The Oblates, and others of the 18 religious congregations concerned, may feel like King Canute on the shore fighting off a particularly filthy modern tide in contesting claims they should pay half the €1.5 billion redress costs paid by the State as a result of abuse in institutions run by them.
Who, post-publication of the Ryan report in 2009, with all its scabrous revelations about those abuses of children in such institutions, would not accept that the congregations should in conscience pay at least half those costs?
But it is to put the cart before the horse. It was the State which framed the redress scheme, not the congregations. And it did so in the teeth of anxious warnings by the congregations as to where the scheme’s loose structures would lead.
The congregations were proven correct.
Now, a seemingly profligate State demands the congregations pay half the costs it has incurred despite their insistent warnings. The congregations are correct. It is wrong, possibly even “immoral”.
On October 4th, 2000, the Conference of Religious of Ireland indicated the 18 relevant congregations’ willingness to be involved with a State compensation scheme for victims of abuse in residential institutions run by them.
Bottomless purse
It was in response to an announcement on October 3rd by then minister for education Michael Woods that the government was setting up such a scheme.
Talks began on November 10th, 2000, when it was agreed in principle the congregations would be part of such a scheme. Soon, however, it was clear they were troubled by what the State had in mind.
At a meeting on February 7th, 2001, they expressed concern at the level of contributions sought from them but in particular at “the process for validating claims of abuse which will require a low burden of proof”.
As the recent Oblate statement put it about these talks, “no religious order had a bottomless purse. At that time, the government did seem to think it had a bottomless purse”.

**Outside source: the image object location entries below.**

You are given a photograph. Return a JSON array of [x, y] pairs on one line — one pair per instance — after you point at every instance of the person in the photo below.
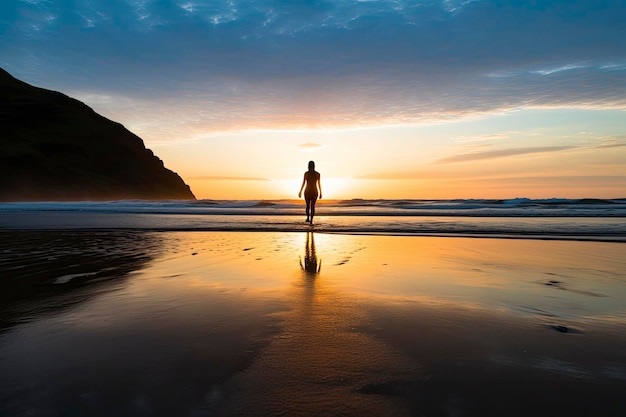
[[312, 181]]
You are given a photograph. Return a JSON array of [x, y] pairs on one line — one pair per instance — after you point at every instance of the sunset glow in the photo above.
[[441, 99]]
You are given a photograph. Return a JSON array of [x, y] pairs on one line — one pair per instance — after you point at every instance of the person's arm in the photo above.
[[302, 186], [319, 185]]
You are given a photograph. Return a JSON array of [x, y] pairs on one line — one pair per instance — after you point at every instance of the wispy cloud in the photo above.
[[244, 64], [310, 145], [500, 153]]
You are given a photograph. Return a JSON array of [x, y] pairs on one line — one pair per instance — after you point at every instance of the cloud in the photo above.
[[500, 153], [310, 145], [265, 64]]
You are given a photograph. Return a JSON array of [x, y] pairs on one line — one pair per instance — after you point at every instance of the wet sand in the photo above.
[[301, 324]]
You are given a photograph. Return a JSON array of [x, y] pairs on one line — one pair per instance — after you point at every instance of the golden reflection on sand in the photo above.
[[384, 314], [230, 323]]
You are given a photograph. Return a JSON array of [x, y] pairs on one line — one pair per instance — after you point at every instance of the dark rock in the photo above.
[[53, 147]]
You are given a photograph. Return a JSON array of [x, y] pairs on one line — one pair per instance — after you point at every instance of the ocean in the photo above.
[[555, 218]]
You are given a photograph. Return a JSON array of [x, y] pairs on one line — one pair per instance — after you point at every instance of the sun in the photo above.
[[333, 188]]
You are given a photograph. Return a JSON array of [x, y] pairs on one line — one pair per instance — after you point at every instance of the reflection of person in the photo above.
[[312, 181], [311, 266]]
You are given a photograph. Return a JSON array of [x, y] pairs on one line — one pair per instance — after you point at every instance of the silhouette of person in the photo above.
[[312, 181]]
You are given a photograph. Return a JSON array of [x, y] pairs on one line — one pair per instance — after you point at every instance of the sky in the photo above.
[[421, 99]]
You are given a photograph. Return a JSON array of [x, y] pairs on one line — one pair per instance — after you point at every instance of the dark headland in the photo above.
[[56, 148]]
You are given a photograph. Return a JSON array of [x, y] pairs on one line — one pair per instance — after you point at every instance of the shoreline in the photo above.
[[225, 323]]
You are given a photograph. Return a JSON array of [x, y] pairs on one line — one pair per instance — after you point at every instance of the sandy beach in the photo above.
[[139, 323]]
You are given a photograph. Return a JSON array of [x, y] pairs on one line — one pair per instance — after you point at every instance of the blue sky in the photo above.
[[187, 74]]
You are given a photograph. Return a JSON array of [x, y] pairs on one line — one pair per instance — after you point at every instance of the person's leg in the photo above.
[[312, 210]]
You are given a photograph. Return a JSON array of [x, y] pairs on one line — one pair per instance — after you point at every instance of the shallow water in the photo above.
[[134, 323]]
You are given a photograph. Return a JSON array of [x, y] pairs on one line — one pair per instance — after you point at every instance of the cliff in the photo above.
[[54, 148]]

Seeing the direction in which the state was headed, the congregations sought an indemnity “against all further liability” as anything else “would leave them facing financial uncertainty for years to come”.
By a meeting on April 4th, 2001, the indemnity had become “critical”.
On April 30th, 2001, they told officials suggestions of a “50:50 ratio of contribution” from them was “far beyond what they envisaged happening”.
It is the first time this “50:50 ratio” emerges.
Rather, they felt their contribution should reflect “the fact that it was the State that had decided to proceed with this form of redress; that the State had decided to set the level of validation lower than that of the courts; [and] their own [congregations’] assessment of their own liability in a court situation”.
Negotiations became tense. On June 26th, 2001, the congregations made their “final offer” of IR£45 million – IR£20 million of which would be cash – payable over five years. They argued it exceeded “by a considerable margin what they reckon their exposure in litigation to be”.
Disappointing
They further claimed the scheme devised by Government would “in itself increase the number of claims, claims that they would otherwise never have had to meet”.
In a letter to Mr Woods on June 29th, 2001, then minister for finance Charlie McCreevy described the congregations’ offer as “quite disappointing” in the context “when contrasted with a possible cost to the State of the order of £200-£400 million” in redress payments.
Further correspondence between the congregations and government took place before an announcement on January 30th, 2002, that a deal was agreed. The congregations would contribute a €128 million (IR£100 million) to the redress scheme and would be indemnified by the State against further claims.
The deal was signed on June 5th, 2002. The Residential Institutions Redress Board was set up seven months later in December 2002.
Such were government estimates at the time that, according to a report by the comptroller and auditor general of October 2003: “By November 2001, the Department of Education and Science was estimating that the potential number of claimants was likely to exceed 3,000 and might rise to 4,000. By June 2002, [when the indemnity deal was signed] it was being estimated that the number of claimants could be 5,200 or more.”
In the event, 15,579 people received awards ,which averaged €62,250.